Üstte anlatılan devlet, peygamberlere mahsustur. Gaybe iman, bu büyük zatların nasibidir; hem de asaleten. Onlara salâtlar ve selâmlar olsun. Ayrıca, tebaiyet ve veraset yolu ile, hakkında murad olunan kimse, bu şerefle müşerref olur.
Avam halk için hasıl olan gaybi iman, vehmin kavramı dışında değildir.
Zira avam halk arasında ötelerin ötesi uzaklık canibinde olup vehme mecal vardır. Bu büyüklerin katında ise... ötelerin ötesi yakınlık canibinde olup vehme mecal yoktur.
Dünya kaim durup devam ettiği süre; dünya hayatı mevcut oldukça, gaybe iman mutlaka olacaktır. Zira, burada şühuda dayalı iman, illetlidir.

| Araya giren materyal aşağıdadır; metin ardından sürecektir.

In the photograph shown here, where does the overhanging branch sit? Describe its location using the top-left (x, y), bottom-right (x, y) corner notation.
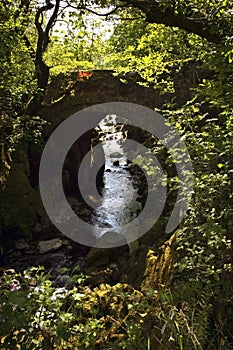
top-left (84, 6), bottom-right (122, 17)
top-left (126, 0), bottom-right (223, 44)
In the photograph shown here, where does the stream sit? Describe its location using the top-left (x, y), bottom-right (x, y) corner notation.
top-left (91, 115), bottom-right (141, 243)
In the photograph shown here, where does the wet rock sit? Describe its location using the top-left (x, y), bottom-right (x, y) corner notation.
top-left (38, 238), bottom-right (63, 254)
top-left (97, 221), bottom-right (112, 228)
top-left (95, 231), bottom-right (128, 248)
top-left (110, 152), bottom-right (123, 158)
top-left (113, 160), bottom-right (119, 166)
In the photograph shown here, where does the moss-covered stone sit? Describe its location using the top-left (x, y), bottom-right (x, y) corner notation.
top-left (0, 143), bottom-right (46, 237)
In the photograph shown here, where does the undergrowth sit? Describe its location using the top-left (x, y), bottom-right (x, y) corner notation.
top-left (0, 266), bottom-right (231, 350)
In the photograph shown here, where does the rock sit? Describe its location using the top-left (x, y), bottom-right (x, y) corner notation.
top-left (0, 143), bottom-right (45, 237)
top-left (38, 238), bottom-right (63, 254)
top-left (32, 252), bottom-right (67, 270)
top-left (62, 239), bottom-right (71, 246)
top-left (15, 239), bottom-right (30, 251)
top-left (85, 231), bottom-right (128, 266)
top-left (110, 152), bottom-right (123, 158)
top-left (62, 239), bottom-right (75, 253)
top-left (95, 231), bottom-right (128, 248)
top-left (97, 222), bottom-right (112, 228)
top-left (108, 263), bottom-right (118, 269)
top-left (33, 222), bottom-right (43, 233)
top-left (32, 219), bottom-right (52, 241)
top-left (53, 275), bottom-right (75, 289)
top-left (113, 160), bottom-right (119, 166)
top-left (85, 250), bottom-right (109, 267)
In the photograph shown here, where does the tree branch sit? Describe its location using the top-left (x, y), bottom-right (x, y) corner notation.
top-left (32, 0), bottom-right (61, 106)
top-left (126, 0), bottom-right (223, 44)
top-left (44, 0), bottom-right (61, 50)
top-left (84, 6), bottom-right (122, 17)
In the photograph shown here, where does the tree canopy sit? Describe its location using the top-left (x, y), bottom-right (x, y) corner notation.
top-left (1, 0), bottom-right (232, 109)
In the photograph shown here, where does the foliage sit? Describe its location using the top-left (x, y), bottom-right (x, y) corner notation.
top-left (105, 20), bottom-right (210, 92)
top-left (104, 14), bottom-right (233, 346)
top-left (0, 1), bottom-right (46, 186)
top-left (158, 42), bottom-right (233, 346)
top-left (0, 1), bottom-right (36, 116)
top-left (43, 9), bottom-right (110, 76)
top-left (1, 267), bottom-right (231, 350)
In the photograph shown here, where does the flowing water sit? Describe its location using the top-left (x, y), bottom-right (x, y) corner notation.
top-left (91, 115), bottom-right (140, 243)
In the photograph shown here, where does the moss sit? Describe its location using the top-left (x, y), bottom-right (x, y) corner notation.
top-left (0, 143), bottom-right (45, 237)
top-left (141, 232), bottom-right (177, 291)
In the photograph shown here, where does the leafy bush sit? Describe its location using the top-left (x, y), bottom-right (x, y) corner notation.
top-left (1, 266), bottom-right (231, 350)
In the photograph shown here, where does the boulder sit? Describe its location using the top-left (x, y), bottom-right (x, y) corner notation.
top-left (0, 143), bottom-right (46, 237)
top-left (38, 238), bottom-right (63, 254)
top-left (85, 231), bottom-right (128, 266)
top-left (95, 231), bottom-right (128, 248)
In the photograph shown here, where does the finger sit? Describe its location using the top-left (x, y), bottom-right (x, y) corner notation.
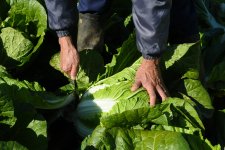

Âhiret hayatı başladığı zaman, vehmin ve hayalin de gücü kırılır; işte o zaman, şühuda dayalı iman makbul olup yapmak ve yontma illetinden beri durur.
Allah'ın Resulü Muhammed, dünya hayatında iken, rüyet şerefine nail oldu Sanırım ki: Bu manada, onun için, şühudi imanı sabit kılsak yerinde ve güzel olur. Ki o iman, yapma ve yontma illetinden de münezzehtir. O şey ki, kendisinden gayrına ahirette vaad edilmiştir; onun için burada müyesser olmuştur. Ona salât ve selâm olsun.
Bir ayet-i kerime meali:
"Bu, Allah'ın fazlıdır; onu dilediğine verir. Ve... Allah büyük fazlın sahibidir."62/24).
***
Şunun da bilinmesi yerinde olur ki:
Nefy kelimesini, İbrahim Halil (as) peygamber tamamı eyledi. Şirk kapılarından kapalı olmayan hiçbir kapı bırakmadı. Bu manadan ötürü, peygamberlerin imamı ve kıdem itibarı ile, onların en öndekileri oldu. Zira, bu dünya hayatında, kemalin nihayet zuhuru, bu nefyin itmamına kalmıştır. İsbat kelimesinin kemal zuhuru ise... ahiret hayatına bırakılmıştır.
Netice mana şudur:
Hatem'ür-rüsül Resulullah Efendimiz, bu dünya hayatında iken, rüyet devleti ile müşerref olunca, İsbat kemalâtı cihetinden bolca nasib bulmuştur. Ona salât ve selâm olsun. Hem de bu dünya hayatında iken. O kadar ki, onun hakkında şöyle söylenebilir:
-Resulullah (sav) Efendimizin bi'seti ile İsbat kelimesi tamam olmuştur. Ama, bu dünya hayatı ölçüsüne göre.
Yine mümkündür ki: Resulullah (sav) Efendimiz hakkında zati tecellinin isbatı iş bu dünya hayatında bu mana için ola... Diğerleri için dahi, bir vaad olarak ahirete kalmıştır.
Selâm hidayete tabi olanlara. Mütabaat-ı Mustafa'yı bırakmayanlara.
Ona ve âline salâtlann en faziletlisi, selâmların ekmeli.